PD: I do this with 1000-25.000 objects and doesn't seem to jeopardize the performance, but of course will all depend on where and why you want to do this

You could possibly use Google's DateTime library for validation.

It has parseDateTime and parseDate methods that will throw NumberFormatException if they're not formatted correctly.

Then, you could do...

try {
   DateTime someVar = DateTime.parseDate("your_date_as_a_string");
} catch (java.lang.NumberFormatException nfe) {
  // This isn't a date...
}

try {
   DateTime someVar = DateTime.parseDateTime("your_date_as_a_string");
} catch (java.lang.NumberFormatException nfe) {
  // This isn't a date/time...
}

I understand that you're actually dealing with java.sql.Date and java.sql.Timestamp instances as obtained from a JDBC ResultSet while they are declared against their superclass java.util.Date , right?

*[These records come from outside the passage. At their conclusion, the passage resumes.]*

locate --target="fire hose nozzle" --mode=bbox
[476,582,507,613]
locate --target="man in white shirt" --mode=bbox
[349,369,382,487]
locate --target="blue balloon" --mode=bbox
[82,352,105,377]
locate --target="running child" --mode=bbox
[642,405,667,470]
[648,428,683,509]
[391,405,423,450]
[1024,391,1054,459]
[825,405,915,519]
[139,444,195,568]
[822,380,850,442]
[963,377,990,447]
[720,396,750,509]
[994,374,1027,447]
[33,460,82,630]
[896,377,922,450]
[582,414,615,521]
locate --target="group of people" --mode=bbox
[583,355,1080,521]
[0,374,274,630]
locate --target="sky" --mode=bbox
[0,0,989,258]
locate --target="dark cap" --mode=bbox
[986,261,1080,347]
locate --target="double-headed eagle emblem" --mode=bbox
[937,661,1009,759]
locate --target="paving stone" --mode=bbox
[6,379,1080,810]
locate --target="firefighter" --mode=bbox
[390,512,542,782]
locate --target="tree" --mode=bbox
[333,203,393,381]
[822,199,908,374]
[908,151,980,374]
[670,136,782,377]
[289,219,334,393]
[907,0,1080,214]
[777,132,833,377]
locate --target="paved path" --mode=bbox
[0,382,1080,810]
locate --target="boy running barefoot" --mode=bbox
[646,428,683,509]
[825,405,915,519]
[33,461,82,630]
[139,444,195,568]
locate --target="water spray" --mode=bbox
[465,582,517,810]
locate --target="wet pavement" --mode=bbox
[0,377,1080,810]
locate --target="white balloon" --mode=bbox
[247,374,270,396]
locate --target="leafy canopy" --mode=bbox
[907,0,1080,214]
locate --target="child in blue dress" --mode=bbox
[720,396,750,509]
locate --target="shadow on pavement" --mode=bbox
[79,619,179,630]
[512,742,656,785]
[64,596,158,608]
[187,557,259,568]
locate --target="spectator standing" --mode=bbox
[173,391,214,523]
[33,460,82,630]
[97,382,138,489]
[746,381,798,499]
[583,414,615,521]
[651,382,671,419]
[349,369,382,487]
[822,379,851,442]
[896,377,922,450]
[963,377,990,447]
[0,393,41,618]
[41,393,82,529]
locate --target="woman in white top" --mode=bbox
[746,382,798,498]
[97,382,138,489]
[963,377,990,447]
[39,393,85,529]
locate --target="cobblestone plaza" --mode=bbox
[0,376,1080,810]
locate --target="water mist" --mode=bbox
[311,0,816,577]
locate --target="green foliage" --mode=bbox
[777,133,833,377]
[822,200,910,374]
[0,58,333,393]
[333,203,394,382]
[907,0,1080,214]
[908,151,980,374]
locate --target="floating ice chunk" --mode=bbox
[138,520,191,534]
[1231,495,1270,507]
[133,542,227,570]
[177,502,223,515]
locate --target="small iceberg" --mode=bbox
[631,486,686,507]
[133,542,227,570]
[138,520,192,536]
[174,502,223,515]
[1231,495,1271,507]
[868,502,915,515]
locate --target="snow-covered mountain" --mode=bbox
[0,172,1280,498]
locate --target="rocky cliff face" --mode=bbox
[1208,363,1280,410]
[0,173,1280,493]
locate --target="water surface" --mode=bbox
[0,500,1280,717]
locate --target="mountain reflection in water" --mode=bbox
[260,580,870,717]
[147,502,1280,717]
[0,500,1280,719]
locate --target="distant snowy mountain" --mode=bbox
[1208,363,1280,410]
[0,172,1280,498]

In that case, just use instanceof .

if (date instanceof java.sql.Date) {
    // It was originally a DATE.
} else if (date instanceof java.sql.Timestamp) {
    // It was originally a TIMESTAMP (DATETIME).
}

Though I agree with the solutions posted here regarding modding the raw time value to see if it has a time portion, as Dmitri said, the flaw is that if the Date value has a time portion of exactly midnight, there's no way to tell.

So, thinking a bit laterally here, you could presumably create your own class that extends Date which has a member variable boolean called "isDateTime". Then, when you initially load in your date or datetime value, set that boolean to true or false depending on whether it's a datetime or not.